Une vision idéologique sectaire

 

Rappelons que dès la fin du XIXe siècle, des réformistes musulmans, y compris parmi les autorités religieuses, préconisaient l’abandon du voile porté par les femmes, considérant qu’il n’avait rien de religieux, mais relevait de coutumes patriarcales symbolisant la réclusion des femmes.

 

Aujourd’hui encore, des chefs religieux de l’Université Al-Azhar du Caire, considérée comme la référence religieuse de la branche sunnite, se sont vivement opposés au port du voile intégral, considérant qu’il ne relève pas du dogme religieux, mais d’un courant politique intégriste.

 

Ceux et celles qui appellent à contester l’interdiction du voile intégral devant les tribunaux, croyant ainsi se porter à la défense des droits et libertés des femmes musulmanes, se fourvoient et jouent un jeu dangereux. De plus, il faut bien réaliser que les accusations mensongères de racisme et d’islamophobie, que d’aucuns attribuent à toute critique de l’islam, ne font que renforcer l’influence croissante des groupes intégristes salafistes qui promeuvent une idéologie liberticide.

 

Contrairement au hidjab, dont la promotion active par certains groupes depuis les années 1970 a réussi à banaliser ce symbole, que plusieurs considèrent à présent comme étant l’expression de leur identité religieuse, le voile intégral cachant le visage des femmes est reconnu comme étant l’emblème des groupes intégristes salafistes qui le prônent activement.

 

C’est pourquoi certains pays musulmans, tels l’Égypte, l’Algérie, la Tunisie et d’autres, ont interdit le voile intégral dans certains lieux, espérant ainsi freiner l’influence politique des groupes salafistes.

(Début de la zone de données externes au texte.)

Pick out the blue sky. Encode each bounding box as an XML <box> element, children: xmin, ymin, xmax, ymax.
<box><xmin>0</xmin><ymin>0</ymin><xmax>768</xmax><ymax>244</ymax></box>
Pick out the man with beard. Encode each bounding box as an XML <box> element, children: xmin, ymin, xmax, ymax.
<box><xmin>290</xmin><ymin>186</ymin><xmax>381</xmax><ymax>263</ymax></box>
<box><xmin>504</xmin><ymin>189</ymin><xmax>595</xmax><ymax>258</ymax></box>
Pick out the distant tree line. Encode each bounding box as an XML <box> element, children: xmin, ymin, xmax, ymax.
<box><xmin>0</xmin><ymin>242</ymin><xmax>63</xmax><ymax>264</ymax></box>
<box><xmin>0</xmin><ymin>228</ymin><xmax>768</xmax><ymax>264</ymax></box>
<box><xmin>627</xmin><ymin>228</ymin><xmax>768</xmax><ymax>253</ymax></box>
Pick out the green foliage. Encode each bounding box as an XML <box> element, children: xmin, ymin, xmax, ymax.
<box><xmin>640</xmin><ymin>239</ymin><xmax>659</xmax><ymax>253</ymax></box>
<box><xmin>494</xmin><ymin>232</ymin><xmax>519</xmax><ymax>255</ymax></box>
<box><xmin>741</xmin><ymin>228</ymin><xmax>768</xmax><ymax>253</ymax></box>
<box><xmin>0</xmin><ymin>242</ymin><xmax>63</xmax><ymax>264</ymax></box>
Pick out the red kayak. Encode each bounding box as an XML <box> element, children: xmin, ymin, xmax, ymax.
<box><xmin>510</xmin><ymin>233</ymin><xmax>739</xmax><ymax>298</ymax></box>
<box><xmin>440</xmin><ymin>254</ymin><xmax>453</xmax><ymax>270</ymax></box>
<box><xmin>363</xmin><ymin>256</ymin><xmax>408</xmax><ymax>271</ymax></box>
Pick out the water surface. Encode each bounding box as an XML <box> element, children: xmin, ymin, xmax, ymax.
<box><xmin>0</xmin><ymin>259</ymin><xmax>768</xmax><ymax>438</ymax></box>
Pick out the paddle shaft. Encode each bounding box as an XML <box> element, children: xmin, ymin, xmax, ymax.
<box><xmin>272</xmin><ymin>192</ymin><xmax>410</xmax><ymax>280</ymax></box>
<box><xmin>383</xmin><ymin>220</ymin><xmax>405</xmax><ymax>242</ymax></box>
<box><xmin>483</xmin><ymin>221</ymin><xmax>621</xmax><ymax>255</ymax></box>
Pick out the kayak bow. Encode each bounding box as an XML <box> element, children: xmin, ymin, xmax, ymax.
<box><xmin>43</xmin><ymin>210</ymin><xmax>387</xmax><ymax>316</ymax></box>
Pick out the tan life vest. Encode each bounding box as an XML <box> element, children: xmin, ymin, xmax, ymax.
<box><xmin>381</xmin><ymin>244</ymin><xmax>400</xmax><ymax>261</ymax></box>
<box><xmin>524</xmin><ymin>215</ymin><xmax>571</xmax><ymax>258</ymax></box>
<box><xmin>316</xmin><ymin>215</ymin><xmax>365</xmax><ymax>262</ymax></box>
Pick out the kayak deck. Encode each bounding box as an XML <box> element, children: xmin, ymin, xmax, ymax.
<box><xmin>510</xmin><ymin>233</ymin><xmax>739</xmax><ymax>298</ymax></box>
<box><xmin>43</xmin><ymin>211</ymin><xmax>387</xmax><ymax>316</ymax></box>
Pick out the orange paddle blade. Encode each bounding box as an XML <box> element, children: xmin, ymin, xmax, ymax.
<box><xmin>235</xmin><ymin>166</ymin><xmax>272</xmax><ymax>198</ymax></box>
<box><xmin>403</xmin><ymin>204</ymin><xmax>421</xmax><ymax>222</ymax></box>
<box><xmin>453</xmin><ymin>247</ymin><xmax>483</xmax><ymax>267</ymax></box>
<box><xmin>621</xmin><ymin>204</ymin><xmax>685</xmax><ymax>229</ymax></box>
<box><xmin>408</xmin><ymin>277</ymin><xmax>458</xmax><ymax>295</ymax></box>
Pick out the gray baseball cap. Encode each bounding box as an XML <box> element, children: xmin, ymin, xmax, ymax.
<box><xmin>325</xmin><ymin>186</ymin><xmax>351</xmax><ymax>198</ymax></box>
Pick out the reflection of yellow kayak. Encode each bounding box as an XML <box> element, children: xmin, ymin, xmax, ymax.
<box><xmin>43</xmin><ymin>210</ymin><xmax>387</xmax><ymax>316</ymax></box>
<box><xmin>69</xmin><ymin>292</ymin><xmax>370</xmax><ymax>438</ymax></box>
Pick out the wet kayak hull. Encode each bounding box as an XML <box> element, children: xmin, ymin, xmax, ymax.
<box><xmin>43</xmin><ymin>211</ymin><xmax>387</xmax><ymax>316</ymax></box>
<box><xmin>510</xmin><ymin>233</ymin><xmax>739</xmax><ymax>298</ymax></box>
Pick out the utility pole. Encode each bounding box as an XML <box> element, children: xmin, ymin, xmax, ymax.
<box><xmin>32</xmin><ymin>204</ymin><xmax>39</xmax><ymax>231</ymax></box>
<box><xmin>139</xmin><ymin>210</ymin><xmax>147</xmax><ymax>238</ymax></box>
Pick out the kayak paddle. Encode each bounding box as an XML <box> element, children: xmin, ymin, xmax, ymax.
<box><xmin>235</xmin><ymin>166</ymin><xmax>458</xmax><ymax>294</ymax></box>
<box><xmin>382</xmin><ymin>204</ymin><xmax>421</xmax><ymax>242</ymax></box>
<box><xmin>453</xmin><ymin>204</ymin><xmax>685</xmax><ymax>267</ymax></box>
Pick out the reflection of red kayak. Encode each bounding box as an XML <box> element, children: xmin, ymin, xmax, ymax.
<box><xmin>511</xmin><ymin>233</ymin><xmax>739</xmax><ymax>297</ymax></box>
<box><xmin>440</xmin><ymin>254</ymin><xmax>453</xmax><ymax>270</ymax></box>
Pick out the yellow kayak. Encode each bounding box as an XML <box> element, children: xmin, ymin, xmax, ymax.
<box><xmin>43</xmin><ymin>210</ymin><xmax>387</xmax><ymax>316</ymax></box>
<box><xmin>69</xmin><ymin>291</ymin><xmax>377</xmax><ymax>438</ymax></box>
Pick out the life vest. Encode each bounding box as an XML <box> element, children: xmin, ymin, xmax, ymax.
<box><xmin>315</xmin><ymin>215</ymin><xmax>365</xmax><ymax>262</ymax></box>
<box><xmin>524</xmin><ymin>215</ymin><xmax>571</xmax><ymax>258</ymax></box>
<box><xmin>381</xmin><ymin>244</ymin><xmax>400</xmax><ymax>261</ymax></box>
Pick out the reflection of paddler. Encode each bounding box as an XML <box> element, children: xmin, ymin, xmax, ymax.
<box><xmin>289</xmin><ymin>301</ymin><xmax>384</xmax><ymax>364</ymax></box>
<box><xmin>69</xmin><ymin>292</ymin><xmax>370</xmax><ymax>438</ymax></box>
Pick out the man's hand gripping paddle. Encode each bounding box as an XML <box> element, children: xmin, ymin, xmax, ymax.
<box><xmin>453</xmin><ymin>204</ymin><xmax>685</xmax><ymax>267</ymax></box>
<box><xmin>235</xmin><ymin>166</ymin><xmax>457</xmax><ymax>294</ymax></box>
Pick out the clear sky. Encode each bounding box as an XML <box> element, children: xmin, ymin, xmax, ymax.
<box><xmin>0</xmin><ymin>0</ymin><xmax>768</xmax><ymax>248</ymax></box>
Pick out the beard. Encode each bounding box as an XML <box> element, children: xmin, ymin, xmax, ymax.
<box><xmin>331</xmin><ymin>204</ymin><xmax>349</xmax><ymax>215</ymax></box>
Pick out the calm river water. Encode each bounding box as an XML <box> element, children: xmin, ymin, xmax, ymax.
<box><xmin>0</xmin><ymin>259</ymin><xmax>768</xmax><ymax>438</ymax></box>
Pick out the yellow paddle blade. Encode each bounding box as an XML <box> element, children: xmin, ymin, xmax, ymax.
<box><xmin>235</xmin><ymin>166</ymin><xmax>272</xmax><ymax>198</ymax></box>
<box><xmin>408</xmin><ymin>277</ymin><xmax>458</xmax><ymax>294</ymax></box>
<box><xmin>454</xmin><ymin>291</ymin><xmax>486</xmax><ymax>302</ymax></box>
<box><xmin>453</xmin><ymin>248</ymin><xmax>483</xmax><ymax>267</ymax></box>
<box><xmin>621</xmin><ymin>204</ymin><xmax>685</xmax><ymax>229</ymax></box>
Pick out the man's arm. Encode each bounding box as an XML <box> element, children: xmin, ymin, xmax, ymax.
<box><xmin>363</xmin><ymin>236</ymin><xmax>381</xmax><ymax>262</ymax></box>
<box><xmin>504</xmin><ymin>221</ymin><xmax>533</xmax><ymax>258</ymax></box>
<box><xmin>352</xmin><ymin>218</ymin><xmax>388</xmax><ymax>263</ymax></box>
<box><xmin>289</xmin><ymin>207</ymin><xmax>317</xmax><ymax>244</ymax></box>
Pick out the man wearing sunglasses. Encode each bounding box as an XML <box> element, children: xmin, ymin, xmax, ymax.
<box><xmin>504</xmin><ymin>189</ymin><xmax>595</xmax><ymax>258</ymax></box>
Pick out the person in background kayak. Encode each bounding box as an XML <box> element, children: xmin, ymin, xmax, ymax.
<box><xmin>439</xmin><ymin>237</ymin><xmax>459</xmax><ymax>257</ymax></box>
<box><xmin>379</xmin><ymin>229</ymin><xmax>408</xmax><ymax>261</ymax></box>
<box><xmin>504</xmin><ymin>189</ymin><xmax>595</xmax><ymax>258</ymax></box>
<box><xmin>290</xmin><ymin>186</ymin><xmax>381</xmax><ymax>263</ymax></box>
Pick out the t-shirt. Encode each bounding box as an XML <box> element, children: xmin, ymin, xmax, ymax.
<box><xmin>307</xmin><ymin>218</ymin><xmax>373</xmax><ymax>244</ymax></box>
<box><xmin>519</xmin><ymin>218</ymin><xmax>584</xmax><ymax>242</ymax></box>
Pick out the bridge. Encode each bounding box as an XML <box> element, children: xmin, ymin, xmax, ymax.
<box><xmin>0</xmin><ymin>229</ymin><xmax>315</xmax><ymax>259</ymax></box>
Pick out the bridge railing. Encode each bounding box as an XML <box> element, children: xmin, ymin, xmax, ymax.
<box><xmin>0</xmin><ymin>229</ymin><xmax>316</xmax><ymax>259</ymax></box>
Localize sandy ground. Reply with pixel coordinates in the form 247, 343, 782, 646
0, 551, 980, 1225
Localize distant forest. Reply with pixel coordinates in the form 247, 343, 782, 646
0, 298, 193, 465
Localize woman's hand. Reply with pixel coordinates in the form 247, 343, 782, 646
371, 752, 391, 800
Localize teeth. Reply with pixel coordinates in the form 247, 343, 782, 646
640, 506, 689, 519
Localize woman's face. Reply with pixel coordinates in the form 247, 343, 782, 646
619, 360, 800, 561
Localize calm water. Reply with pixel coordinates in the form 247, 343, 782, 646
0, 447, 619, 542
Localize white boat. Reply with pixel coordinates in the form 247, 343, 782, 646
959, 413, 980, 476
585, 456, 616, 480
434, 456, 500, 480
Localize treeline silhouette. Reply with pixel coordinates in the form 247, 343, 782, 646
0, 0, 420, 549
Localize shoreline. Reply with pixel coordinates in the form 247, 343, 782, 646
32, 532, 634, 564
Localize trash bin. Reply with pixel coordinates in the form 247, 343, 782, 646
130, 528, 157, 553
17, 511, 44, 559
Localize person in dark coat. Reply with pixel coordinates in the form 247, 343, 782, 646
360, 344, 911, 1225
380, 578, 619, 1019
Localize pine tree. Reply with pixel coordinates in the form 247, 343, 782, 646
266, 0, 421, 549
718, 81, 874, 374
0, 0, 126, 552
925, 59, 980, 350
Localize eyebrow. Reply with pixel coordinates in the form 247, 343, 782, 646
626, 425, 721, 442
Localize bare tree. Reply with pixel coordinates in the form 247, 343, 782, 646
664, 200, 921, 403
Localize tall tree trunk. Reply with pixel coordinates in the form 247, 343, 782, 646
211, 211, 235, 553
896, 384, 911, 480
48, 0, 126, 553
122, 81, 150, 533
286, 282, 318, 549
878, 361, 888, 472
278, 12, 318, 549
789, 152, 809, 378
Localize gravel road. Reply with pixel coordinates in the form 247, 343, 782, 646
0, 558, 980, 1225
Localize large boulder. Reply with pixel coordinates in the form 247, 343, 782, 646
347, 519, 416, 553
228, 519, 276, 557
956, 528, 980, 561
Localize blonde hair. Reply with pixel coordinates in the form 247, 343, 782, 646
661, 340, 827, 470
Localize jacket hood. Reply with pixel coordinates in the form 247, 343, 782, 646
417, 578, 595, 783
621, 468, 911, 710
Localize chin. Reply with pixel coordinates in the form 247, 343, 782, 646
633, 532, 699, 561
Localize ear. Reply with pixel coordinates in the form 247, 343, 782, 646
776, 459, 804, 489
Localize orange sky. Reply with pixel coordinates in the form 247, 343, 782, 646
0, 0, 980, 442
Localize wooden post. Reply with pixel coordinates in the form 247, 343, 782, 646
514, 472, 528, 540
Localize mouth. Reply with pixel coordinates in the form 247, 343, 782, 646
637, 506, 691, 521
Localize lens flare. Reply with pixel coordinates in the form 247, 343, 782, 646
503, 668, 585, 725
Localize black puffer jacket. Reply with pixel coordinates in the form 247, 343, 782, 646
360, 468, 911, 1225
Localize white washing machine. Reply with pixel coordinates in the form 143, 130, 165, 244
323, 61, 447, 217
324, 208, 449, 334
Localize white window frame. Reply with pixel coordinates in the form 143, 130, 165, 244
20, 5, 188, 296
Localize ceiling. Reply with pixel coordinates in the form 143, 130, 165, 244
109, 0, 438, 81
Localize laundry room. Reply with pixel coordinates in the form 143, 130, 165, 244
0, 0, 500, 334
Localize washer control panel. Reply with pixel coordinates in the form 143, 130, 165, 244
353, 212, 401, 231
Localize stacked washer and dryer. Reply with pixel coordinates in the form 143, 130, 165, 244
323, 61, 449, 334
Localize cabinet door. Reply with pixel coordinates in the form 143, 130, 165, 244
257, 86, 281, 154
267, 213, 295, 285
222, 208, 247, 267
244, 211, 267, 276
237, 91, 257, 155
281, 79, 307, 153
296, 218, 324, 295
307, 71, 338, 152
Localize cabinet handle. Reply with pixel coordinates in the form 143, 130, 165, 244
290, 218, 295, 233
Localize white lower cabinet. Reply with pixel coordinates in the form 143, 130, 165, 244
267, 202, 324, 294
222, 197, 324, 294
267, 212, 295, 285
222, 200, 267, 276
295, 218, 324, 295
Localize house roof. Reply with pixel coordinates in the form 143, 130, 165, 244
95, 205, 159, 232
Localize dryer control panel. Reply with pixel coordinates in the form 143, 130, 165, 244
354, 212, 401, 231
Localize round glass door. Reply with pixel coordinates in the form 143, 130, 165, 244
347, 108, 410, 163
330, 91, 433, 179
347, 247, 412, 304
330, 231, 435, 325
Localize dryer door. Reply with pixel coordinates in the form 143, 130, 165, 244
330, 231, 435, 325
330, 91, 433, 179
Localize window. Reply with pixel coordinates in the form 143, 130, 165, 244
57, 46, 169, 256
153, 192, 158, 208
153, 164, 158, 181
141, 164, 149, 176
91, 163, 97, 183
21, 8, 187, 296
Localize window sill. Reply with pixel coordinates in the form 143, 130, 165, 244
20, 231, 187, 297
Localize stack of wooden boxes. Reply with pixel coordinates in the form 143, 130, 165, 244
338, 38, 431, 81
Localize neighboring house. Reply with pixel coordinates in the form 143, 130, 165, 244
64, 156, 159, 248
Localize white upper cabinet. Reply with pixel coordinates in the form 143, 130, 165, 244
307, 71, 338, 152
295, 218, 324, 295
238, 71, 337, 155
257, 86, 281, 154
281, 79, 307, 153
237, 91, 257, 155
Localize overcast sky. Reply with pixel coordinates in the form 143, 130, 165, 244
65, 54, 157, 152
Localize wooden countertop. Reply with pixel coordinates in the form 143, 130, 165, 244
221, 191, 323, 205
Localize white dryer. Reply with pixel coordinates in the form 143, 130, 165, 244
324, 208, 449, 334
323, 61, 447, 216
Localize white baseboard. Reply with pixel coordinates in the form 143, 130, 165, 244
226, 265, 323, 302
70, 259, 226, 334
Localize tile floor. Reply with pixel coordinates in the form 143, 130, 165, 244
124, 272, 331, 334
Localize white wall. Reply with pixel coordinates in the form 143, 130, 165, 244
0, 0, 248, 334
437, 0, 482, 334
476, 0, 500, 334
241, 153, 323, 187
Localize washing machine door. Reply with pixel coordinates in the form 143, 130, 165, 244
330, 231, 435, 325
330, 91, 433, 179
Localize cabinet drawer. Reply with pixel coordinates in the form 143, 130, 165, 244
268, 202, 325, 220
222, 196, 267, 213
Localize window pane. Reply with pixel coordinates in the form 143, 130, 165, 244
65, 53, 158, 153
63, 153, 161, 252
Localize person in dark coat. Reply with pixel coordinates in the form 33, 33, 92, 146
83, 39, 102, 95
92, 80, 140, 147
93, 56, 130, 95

C’est dans la poursuite du même objectif que plusieurs pays européens ont décidé d’interdire le voile intégral à divers degrés, interdiction qui a passé le test de la Cour européenne des droits de l’homme, qui l’a validée. Toutefois, l’interdiction du voile intégral a donné lieu partout à des contestations juridiques coûteuses, ce qui en dit long sur la combativité des militants salafistes qui mènent ce djihad juridique.

 

L’objectif poursuivi par les groupes intégristes salafistes, ici comme ailleurs, est la promotion d’une vision idéologique sectaire et suprémaciste, basée sur une lecture extrêmement rigoriste des textes religieux de l’islam. Or, cette idéologie constitue une menace pour le vivre-ensemble, tant dans les pays occidentaux que dans les pays à majorité musulmane. En effet, cette idéologie menace les droits des femmes et des minorités, mais également la sécurité et la liberté de conscience des musulmans et des musulmanes qui refusent d’y adhérer.

 

On a tort de sous-estimer l’importance de ces groupes, pour l’instant minoritaires au Canada, dont l’influence dépasse le poids numérique. Largement financés par les pétrodollars, ces groupes sont passés maîtres dans la mise en place de stratégies efficaces et adaptées à chaque contexte. Par exemple, dans les pays où les musulmans sont minoritaires, ces groupes réussissent à étendre leur influence à travers l’encadrement religieux offert, ainsi que l’organisation d’activités communautaires répondant aux besoins des fidèles. Cette stratégie leur permet d’élargir graduellement leur base populaire, notamment auprès des jeunes et des femmes isolées tout en promouvant leur idéologie.

 

Des pistes d’action

 

Compte tenu des enjeux globaux des droits de la personne et de la liberté de conscience, gravement menacés par l’idéologie qui sous-tend le niqab et la burka, il est clair que le supposé « droit » de porter le voile intégral ne fait pas le poids.

 

Par conséquent, il est contre-productif et irresponsable de contester juridiquement l’interdiction du voile intégral, sous prétexte de protéger les droits de celles qui le portent. En fait, un véritable engagement pour les droits de la personne devrait nous inciter à contrer l’idéologie identitaire et sectaire des groupes qui le promeuvent.

 

Néanmoins, il faut bien reconnaître que la loi 62 est mal ficelée et insuffisante, comme l’a expliqué l’ex-bâtonnière du Barreau de Montréal dans un article paru dans Le Devoir récemment. Cette loi laisse la porte ouverte à tous les accommodements religieux et a omis d’inscrire la laïcité comme un principe essentiel, seul garant du respect des droits et de la liberté de conscience de tous et de toutes, y compris pour les minorités musulmanes.

 

Bien entendu, la voie juridique n’est pas la seule. L’éducation et la lutte contre les discriminations, ainsi que la responsabilisation de tous les milieux dans la poursuite d’objectifs communs, visant entre autres à favoriser l’intégration culturelle et pas seulement économique des immigrants s’imposent également. Les médias ont un rôle primordial à jouer pour ramener le débat sur les véritables enjeux, au lieu de se contenter de faire écho aux accusations mensongères de racisme qui enveniment le débat. Il faudrait enfin écouter davantage la voix des musulmanes et des musulmans qui soutiennent véritablement les principes de laïcité et d’égalité, pour les inclure dans la recherche de solutions.

33 commentaires
  • Nadia Alexan - Abonnée 26 octobre 2017 01 h 48

    Se cacher le visage n’est ni un droit fondamental ni une liberté religieuse.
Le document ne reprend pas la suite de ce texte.